With this troubling rate of increase, the American Academy of Pediatrics has recently issued updated guidelines that call for more mental health screenings of patients ages 12 and over during their annual checkups.
The guidelines include recommendations that pediatricians spend some time alone with their patients to assess their mental health, as well as talk separately with a parent or caregiver.
This is an important step, because teens may not want to open up about how they are feeling while a parent is in the room. I am already noticing this with my 10-year-old son, who did not want to talk to his doctor about being bullied at school with his family in the room.
If the doctor determines that the teen has moderate or severe depression, the pediatrician can offer treatment or consultation with a mental health specialist.
Recent surveys indicate that as many as one in five teens suffers from clinical depression. Rates of suicide among this age group have increased as well, nearly tripling since 1960.
These heartbreaking statistics are sparking important conversations nationwide.
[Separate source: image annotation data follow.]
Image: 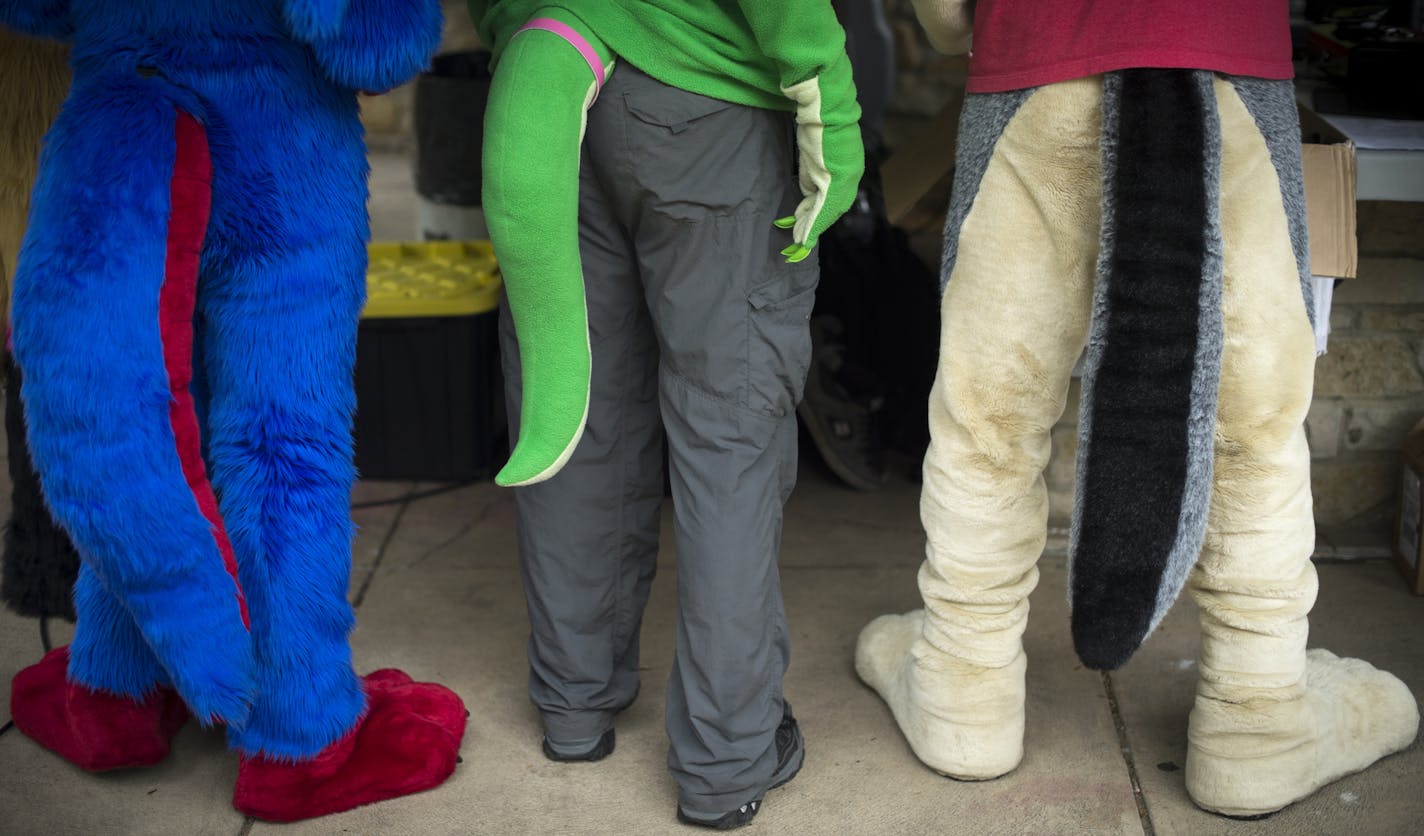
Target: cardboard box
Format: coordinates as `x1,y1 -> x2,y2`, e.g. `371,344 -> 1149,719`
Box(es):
1299,107 -> 1360,279
1394,422 -> 1424,595
880,91 -> 1360,279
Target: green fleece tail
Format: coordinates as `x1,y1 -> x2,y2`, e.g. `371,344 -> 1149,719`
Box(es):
483,16 -> 608,486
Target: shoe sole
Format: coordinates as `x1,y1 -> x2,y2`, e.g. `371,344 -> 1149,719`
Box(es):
678,723 -> 806,830
541,729 -> 617,763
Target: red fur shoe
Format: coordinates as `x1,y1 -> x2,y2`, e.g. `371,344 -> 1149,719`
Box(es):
232,669 -> 467,822
10,647 -> 188,772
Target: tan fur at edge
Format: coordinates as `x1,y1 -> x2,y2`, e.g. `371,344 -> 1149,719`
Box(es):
1185,80 -> 1418,816
0,27 -> 70,333
856,78 -> 1102,779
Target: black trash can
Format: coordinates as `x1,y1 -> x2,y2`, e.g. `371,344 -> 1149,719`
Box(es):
414,50 -> 491,241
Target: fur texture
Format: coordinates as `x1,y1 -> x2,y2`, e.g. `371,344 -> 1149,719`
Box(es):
0,0 -> 440,759
0,352 -> 80,621
1069,70 -> 1222,669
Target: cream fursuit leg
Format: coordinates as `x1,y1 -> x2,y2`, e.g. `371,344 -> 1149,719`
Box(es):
1186,80 -> 1418,816
856,78 -> 1102,780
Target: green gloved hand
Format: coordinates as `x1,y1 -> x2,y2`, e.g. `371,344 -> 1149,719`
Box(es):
775,53 -> 866,263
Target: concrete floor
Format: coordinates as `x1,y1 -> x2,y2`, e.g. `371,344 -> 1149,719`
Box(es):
0,157 -> 1424,836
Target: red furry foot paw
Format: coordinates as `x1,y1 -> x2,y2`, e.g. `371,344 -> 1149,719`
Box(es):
10,647 -> 188,772
365,668 -> 470,745
232,671 -> 466,822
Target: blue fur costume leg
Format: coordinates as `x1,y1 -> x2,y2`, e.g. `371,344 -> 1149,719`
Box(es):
0,0 -> 447,763
199,68 -> 367,758
14,71 -> 252,723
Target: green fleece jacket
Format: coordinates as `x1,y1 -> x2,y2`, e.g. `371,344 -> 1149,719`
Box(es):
468,0 -> 864,486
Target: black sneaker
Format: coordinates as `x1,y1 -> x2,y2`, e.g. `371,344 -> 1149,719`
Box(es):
678,702 -> 806,830
543,728 -> 614,763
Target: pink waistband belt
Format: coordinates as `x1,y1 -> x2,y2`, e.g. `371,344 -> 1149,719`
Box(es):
514,17 -> 604,90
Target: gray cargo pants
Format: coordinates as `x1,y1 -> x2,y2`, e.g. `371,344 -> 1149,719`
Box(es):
500,63 -> 819,813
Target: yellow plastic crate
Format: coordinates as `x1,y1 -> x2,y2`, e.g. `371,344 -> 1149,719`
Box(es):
362,241 -> 501,319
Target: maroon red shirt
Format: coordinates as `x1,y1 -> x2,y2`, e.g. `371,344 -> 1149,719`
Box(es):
967,0 -> 1294,93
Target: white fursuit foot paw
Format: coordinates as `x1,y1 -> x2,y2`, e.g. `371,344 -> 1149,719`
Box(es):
1186,649 -> 1420,816
856,610 -> 1027,780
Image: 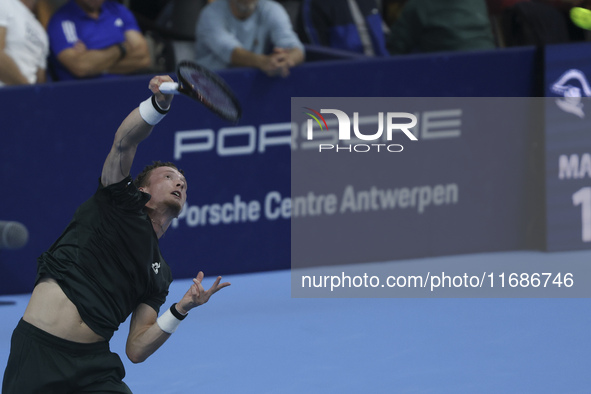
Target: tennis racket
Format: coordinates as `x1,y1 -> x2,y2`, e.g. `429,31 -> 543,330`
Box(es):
160,60 -> 242,123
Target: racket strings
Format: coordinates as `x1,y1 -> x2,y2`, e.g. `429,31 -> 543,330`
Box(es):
179,66 -> 241,121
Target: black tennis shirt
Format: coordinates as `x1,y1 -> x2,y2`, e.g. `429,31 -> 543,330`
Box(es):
36,176 -> 172,340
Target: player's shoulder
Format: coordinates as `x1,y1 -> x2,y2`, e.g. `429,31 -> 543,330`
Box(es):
103,0 -> 131,14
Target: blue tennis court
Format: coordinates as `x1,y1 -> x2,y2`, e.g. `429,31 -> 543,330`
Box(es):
0,251 -> 591,394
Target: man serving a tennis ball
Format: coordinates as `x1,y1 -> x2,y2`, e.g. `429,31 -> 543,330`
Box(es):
2,76 -> 230,394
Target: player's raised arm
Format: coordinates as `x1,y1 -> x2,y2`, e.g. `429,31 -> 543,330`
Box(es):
101,75 -> 173,186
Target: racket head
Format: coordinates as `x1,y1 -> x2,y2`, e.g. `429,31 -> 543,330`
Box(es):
177,60 -> 242,123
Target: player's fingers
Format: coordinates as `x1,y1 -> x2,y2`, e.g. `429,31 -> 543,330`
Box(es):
209,276 -> 222,294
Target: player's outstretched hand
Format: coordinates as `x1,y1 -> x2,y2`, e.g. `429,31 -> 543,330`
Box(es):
148,75 -> 174,109
177,271 -> 230,314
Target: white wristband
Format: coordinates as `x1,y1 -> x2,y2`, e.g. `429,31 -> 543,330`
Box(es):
156,309 -> 181,334
139,96 -> 168,126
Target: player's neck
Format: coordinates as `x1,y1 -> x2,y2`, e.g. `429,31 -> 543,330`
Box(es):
148,209 -> 174,239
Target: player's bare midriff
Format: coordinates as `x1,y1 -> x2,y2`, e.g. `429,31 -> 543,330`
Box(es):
23,278 -> 105,343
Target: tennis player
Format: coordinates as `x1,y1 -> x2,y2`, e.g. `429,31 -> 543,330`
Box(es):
2,76 -> 230,394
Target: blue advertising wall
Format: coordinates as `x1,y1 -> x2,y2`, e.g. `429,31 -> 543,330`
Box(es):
544,44 -> 591,250
0,48 -> 540,294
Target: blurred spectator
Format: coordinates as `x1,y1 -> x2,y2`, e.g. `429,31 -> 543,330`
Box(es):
33,0 -> 68,29
0,0 -> 49,86
47,0 -> 151,80
502,1 -> 574,47
387,0 -> 495,54
297,0 -> 388,56
196,0 -> 304,77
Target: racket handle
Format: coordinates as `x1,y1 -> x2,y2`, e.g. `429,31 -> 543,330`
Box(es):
160,82 -> 179,94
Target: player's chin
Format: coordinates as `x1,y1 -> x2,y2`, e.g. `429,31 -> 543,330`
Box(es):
166,200 -> 183,218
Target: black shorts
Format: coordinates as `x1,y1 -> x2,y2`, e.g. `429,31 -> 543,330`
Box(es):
2,319 -> 131,394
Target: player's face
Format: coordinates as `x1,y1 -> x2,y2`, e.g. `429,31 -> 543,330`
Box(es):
141,167 -> 187,217
232,0 -> 259,19
76,0 -> 105,12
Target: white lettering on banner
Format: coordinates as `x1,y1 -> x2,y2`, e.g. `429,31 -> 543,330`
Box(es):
339,183 -> 459,213
172,183 -> 460,228
174,109 -> 462,161
558,153 -> 591,179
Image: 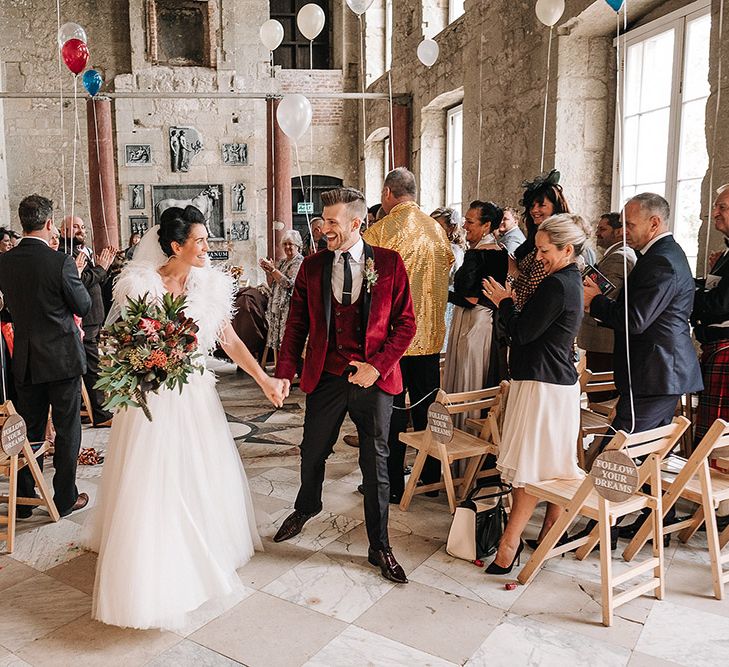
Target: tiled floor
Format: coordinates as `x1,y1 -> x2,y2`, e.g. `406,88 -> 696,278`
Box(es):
0,362 -> 729,667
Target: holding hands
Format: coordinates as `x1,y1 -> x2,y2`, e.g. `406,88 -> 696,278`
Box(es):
349,361 -> 380,389
483,276 -> 513,308
582,277 -> 602,312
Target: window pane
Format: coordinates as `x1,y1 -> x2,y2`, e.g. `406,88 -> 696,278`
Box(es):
673,178 -> 702,272
636,109 -> 669,183
678,98 -> 709,180
683,14 -> 711,101
640,28 -> 674,111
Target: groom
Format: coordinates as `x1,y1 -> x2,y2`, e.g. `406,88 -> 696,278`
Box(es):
273,188 -> 415,584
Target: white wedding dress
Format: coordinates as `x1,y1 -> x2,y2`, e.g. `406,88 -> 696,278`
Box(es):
85,235 -> 260,630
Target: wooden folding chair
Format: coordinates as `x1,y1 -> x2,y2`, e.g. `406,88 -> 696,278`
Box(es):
400,386 -> 505,513
577,369 -> 617,471
517,417 -> 689,626
0,401 -> 59,553
623,419 -> 729,600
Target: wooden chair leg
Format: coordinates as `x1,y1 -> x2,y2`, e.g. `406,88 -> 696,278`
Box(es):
597,498 -> 613,628
400,449 -> 428,512
5,454 -> 18,554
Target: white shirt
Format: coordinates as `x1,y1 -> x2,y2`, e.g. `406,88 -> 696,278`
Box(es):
332,238 -> 365,303
640,232 -> 671,255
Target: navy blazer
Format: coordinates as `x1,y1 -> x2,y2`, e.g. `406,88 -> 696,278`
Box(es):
0,238 -> 91,384
590,236 -> 704,396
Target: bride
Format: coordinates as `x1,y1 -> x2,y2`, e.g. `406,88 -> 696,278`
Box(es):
85,206 -> 288,630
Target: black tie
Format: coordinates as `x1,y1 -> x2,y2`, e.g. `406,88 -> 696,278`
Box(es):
342,252 -> 352,306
A Time magazine article titled, Teen Depression and Anxiety: Why the Kids Are Not Alright points to many possible causes of this rate of increase among teens today:
“They are the post-9/11 generation, raised in an era of economic and national insecurity. They’ve never known a time when terrorism and school shootings weren’t the norm. They grew up watching their parents weather a severe recession, and, perhaps most important, they hit puberty at a time when technology and social media were transforming society.”
The influence of social media cannot be understated. Teens today face constant stimuli from technology and many become addicted; they also may experience cyberbullying that can be brutal and relentless.
But while more screening from doctors is important, parents should also be mindful at home. If we are going to combat this plague amongst our young people, we need to be vigilant and start asking important questions long before our kids become teenagers. The pediatrician for our three boys is already starting to ask these questions in simple terms, and my husband and I are speaking openly and honestly with them at home as well.
Society is finally waking up to the mental health crisis in America, and starting to take action. Along with these new recommendations for pediatricians, the senate also recently passed the “Bringing Postpartum Depression Out of the Shadows Act” — an important step, considering that experts estimate that 600,000 women will suffer from postpartum depression each year. (That’s 1 out of 7 new moms.) However, only 15 percent will receive treatment.
I experienced postpartum depression, and was one of those women who didn’t receive treatment until my baby was almost 2 years old. When I finally talked to my doctor, I was diagnosed with major depressive disorder.
There is hope to be found in the many treatments available for depression. If we can screen our children early and often, we can better help our kids and hopefully turn these disturbing rates of increase around.